Sesampainya di rumahku, kak Glenn tidak langsung pulang. Dia mampir sebentar untuk mengunjungi kak Endah. Mereka berdua duduk di sofa di depan TV. Kak Endah merebahkan kepalanya di bahu kak Glenn. Tapi, tiba-tiba kak Glenn berteriak memanggil namaku. Ternyata kak Endah jatuh pingsan.

Kami semua membawa kak Endah ke rumah sakit. Seketika itu, papa langsung datang ke rumah sakit dari kantornya. Kata dokter, kak Endah harus segera dioperasi secepatnya. Dokter memutuskan untuk mengoperasinya besok malam. Setelah itu kami masuk ke kamar kak Endah.

“Ma, pa, Endah takut” kata kak Endah yang hampir menangis.
“Tenang sayang. Disini ada mama, papa, Gadis, dan juga ada Glenn” jawab mama seraya menenangkan kak Endah yang tengah kalut.
“Iya sayang, gak usah takut” tambah papa.
“Glenn, aku boleh minta sesuatu nggak sama kamu?” tanya kak Endah pada kak Glenn. Keberadaanku tidak digubrisnya sama sekali.
“Setelah aku dioperasi, aku pengen nikah sama kamu” kata kak Endah.
Aku kaget. Aku terperanjat. Hampir saja aku mau menangis sambil berteriak. Kak Endah ingin menikah dengan kak Glenn. Tapi, aku kasihan juga padanya. Tak sepatutnya aku merebut kebahagiaannya. Hatiku berkata untuk mengikhlaskan kak Glenn buat kak Endah. Biar bagaimanapun juga, kak Endah lah yang pertama kali dicintai oleh kak Glenn.
“Kak Endah kok tanya kayak gitu sih? Kak Glenn itu pasti akan jadi suaminya kak Endah. Kak Endah tenang aja. Ya, kan kak Glenn?” ujarku pada kak Endah dan kak Glenn.
“I..iya kok, Ndah” jawab kak Glenn.

Setelah itu, kami semua keluar agar kak Endah dapat istirahat. Kak Glenn mengajakku bicara di kantin rumah sakit. Dia membicarakan soal tadi. Aku pun menasehati kak Glenn. Aku memberitahu tentang pemikiranku pada kak Glenn. Dan, aku juga membujuknya berulang kali agar tak mengecewakan kak Endah. Akhirnya dia mau atas kehendakku.

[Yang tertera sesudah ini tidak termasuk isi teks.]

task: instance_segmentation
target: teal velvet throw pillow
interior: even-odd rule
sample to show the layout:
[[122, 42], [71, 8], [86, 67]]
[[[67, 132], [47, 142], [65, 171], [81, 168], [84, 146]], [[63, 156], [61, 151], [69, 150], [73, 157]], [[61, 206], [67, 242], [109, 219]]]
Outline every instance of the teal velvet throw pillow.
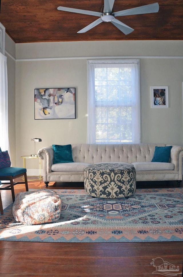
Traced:
[[172, 146], [156, 146], [154, 156], [151, 161], [158, 163], [168, 163]]
[[71, 144], [52, 145], [54, 151], [53, 163], [73, 163]]
[[11, 165], [11, 161], [7, 150], [0, 151], [0, 169], [9, 167]]

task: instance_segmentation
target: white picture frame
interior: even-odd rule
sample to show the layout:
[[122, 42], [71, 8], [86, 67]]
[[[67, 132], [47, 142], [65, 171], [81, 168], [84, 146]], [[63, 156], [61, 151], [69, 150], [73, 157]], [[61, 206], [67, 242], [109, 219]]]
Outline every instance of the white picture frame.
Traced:
[[151, 87], [151, 108], [168, 108], [168, 86]]

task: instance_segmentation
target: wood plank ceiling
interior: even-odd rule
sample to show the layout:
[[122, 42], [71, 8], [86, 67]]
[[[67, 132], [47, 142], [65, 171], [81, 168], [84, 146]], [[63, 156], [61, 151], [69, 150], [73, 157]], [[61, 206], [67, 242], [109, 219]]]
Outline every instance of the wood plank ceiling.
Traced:
[[0, 21], [16, 43], [72, 41], [183, 39], [183, 0], [116, 0], [114, 11], [157, 2], [158, 13], [118, 17], [134, 29], [125, 35], [110, 22], [85, 33], [77, 31], [96, 20], [61, 11], [59, 6], [100, 12], [104, 0], [1, 0]]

Hari-hari pun berlalu. Akhirnya, kak Endah telah lepas dari belenggu penyakit kanker itu. Acara pertunangan pun telah terlaksana. Bahkan, kak Endah mendahului kak Dita untuk menikah. Saat-saat yang ditunggu-tunggu pun akhirnya tiba juga. Tepat pada hari ini kak Glenn akan melepas masa lajangnya dan kak Endah akan mengakhiri masa perawannya.
Setelah semua tamu mengucapkan selamat pada mereka, kak Glenn menghampiriku. Dia menghampiriku dengan statusnya sekarang yang telah menjadi kakak iparku. Dia bilang padaku kalau dia akan selalu mencintaiku walau kami tidak berjodoh. Aku pun begitu. Sekarang aku tau bagaimana rasanya cinta. Cinta yang dibilang oleh banyak orang sangat manis, tapi tidak buatku. Cinta itu sungguh menyakitkan. Karena cinta itu pahit. Because Love is Bitter.